Fino ad alcuni decenni fa le emozioni erano culturalmente considerate materiale di scarto o fattori di disturbo rispetto al funzionamento delle attività “superiori” della mente connesse all’intelletto e non già un oggetto meritevole di riflessione e di attenzione.  Per Goleman non solo occorre impegnarsi a collegare l’intelligenza alle emozioni, ma – di più – occorre cominciare a considerare le emozioni stesse come intelligenti, capaci di registrare informazioni di grande importanza, informazioni di cui è indispensabile tener conto, che è indispensabile registrare ed elaborare.

Goleman con il suo libro “Intelligenza emotiva” ha permesso di divulgare, non solo nell’ambiente accademico, l’importanza delle emozioni e la necessità di collegare le emozioni con la parola e con il pensiero. Le emozioni sono componenti fondamentali dell’esistenza individuale e collettiva, risorse da conoscere ed utilizzare per un miglior rendimento nella vita sociale, relazionale, affettiva, scolastica e sociale. 

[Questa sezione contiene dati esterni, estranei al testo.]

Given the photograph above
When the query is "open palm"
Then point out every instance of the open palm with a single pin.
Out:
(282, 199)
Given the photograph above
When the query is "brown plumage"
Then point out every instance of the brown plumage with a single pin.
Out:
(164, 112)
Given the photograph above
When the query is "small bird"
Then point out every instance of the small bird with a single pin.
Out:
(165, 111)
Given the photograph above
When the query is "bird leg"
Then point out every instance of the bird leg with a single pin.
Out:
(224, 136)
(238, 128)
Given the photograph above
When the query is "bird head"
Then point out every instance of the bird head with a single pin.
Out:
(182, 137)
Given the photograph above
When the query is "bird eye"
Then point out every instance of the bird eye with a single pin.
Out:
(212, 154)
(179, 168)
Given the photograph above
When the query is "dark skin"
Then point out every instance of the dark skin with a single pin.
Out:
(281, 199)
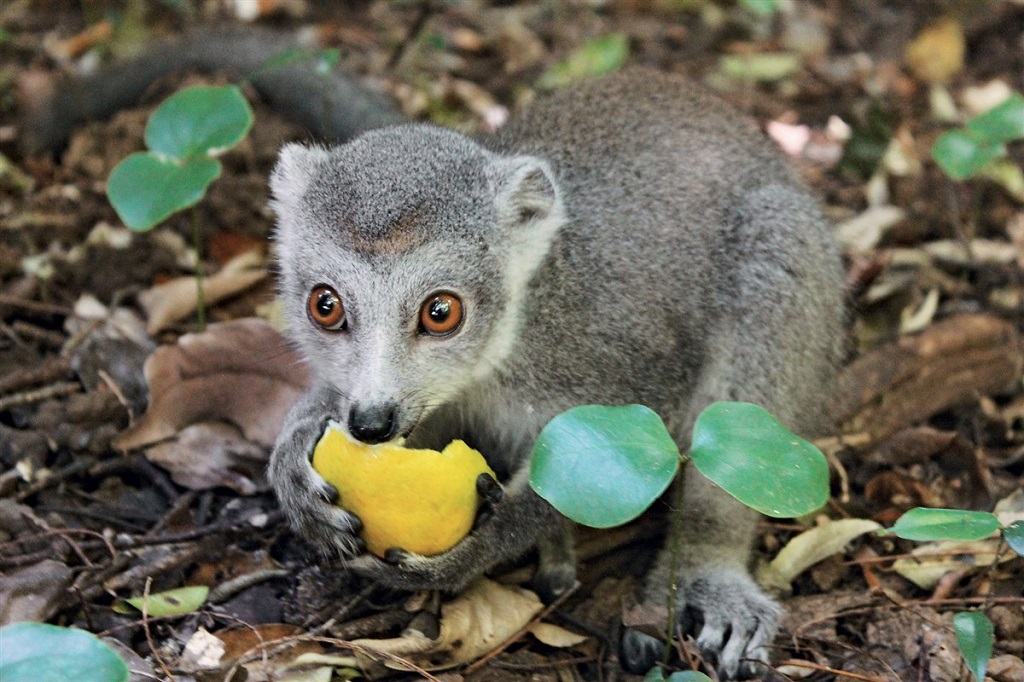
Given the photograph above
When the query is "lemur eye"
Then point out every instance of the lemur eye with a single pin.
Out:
(325, 308)
(440, 314)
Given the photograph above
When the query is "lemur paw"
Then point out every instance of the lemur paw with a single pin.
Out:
(733, 622)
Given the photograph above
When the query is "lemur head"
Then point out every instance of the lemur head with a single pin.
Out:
(404, 257)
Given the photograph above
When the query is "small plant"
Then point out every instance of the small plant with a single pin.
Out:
(977, 147)
(974, 630)
(34, 651)
(603, 466)
(184, 135)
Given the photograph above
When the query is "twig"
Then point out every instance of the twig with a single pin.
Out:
(38, 395)
(228, 589)
(427, 9)
(35, 306)
(825, 669)
(78, 466)
(49, 371)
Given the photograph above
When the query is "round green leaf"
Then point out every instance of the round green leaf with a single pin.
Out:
(40, 652)
(144, 189)
(599, 55)
(603, 466)
(974, 635)
(922, 523)
(962, 154)
(1003, 123)
(199, 121)
(1015, 537)
(747, 452)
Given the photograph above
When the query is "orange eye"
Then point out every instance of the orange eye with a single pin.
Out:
(440, 314)
(326, 309)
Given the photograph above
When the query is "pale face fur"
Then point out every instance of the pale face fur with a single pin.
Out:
(372, 220)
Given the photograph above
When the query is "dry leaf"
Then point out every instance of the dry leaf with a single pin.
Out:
(863, 231)
(34, 593)
(242, 372)
(556, 636)
(933, 560)
(203, 651)
(937, 53)
(476, 622)
(809, 548)
(172, 301)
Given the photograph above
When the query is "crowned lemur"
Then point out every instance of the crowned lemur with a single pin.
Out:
(632, 240)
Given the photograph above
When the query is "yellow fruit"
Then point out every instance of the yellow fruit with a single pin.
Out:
(422, 501)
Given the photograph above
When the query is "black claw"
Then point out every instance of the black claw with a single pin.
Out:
(690, 621)
(330, 494)
(483, 514)
(639, 652)
(488, 488)
(360, 546)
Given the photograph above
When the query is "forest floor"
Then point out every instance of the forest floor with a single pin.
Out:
(931, 405)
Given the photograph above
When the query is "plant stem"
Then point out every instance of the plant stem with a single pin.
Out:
(200, 297)
(676, 530)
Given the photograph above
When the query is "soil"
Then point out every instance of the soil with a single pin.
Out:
(931, 405)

Attraverso l’intelligenza emotiva tutti i sentimenti del soggetto inserito vengono ad acquistare importanza e significato: si può sviluppare un atteggiamento mentale e culturale, in base a cui nelle istituzioni sociali (dalla famiglia alla scuola, dalle istituzioni sanitarie all’industria) vale la pena attivare e sviluppare negli individui, non solo competenze cognitive e tecniche, ma anche competenze e motive e relazionali.

Laddove in un gruppo si creano condizioni di rispetto reciproco, è fondamentale dare cittadinanza e legittimare tutte le emozioni, insegnando ai soggetti a riconoscerle, esprimerle e rispettarle reciprocamente negli altri.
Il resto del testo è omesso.